On the whole, the entire idea is ridiculous, bordering on profligacy. Merely doling out largesse and incentives to the girl child is grossly insufficient to curb the practice of female foeticide. In fact, it will only open up fresher avenues of corruption; the more proposals and incentives, the more money goes floating around, and more are the chances of that money sticking to the palms of our powers-that-be.
There has to be a turnaround of our psyche to make the girl child wanted; and this will work only if certain social evils are rooted out of our system. There has to be awareness in every warp and weft of our society’s fabric to eliminate gender discrimination that is prevalent at various layers and at various levels. In lower echelons, the gender discrimination begins with food and work distribution, education and health care; it continues at the altar and ends at the grave. In the middle-level society, basic education and health care is by and large taken care of, thanks to peer dynamics. But then career choices are given to a privileged few. In any case, most of them end up getting entangled in the evil web of dowry (sometimes in the guise of grand weddings). And, the lavishness of weddings despite the affordability of this class speaks volumes about the bias firmly entrenched in society.
The government must effectively implement laws securing gender equality. It must work from the grassroots level to ensure right to food, education and health care across gender; it must ensure to put in place effective mechanisms to root out social evils.

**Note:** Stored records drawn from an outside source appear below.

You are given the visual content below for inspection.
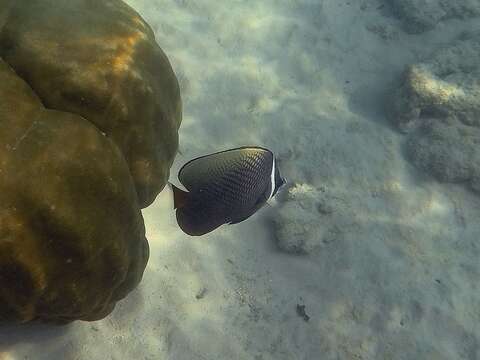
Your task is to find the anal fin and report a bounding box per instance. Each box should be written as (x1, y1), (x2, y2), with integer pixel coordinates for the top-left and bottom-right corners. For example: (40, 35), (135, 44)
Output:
(228, 212), (254, 225)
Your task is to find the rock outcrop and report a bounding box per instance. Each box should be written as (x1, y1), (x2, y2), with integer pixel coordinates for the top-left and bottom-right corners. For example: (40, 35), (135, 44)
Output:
(390, 32), (480, 193)
(0, 0), (181, 323)
(388, 0), (480, 33)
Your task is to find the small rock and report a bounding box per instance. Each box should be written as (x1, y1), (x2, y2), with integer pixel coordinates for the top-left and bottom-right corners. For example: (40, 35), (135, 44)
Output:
(296, 304), (310, 322)
(195, 287), (208, 300)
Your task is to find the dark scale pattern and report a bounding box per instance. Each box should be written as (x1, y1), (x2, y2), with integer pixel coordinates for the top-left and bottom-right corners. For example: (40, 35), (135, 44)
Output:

Finally, the bulk of the population, which comprises the middle class, must understand the meaning of bearing a healthy child, rather than a boy child. We, as a populace, must understand that it is not necessary to have a male progeny to “carry” forward the family name. That is the most preposterous of arguments in favour elimination of female foetuses and the urge to keep trying for a male child.
So instead of blaming our dumb politicians, let us clear the cobwebs in our minds; the gender ratio will automatically improve.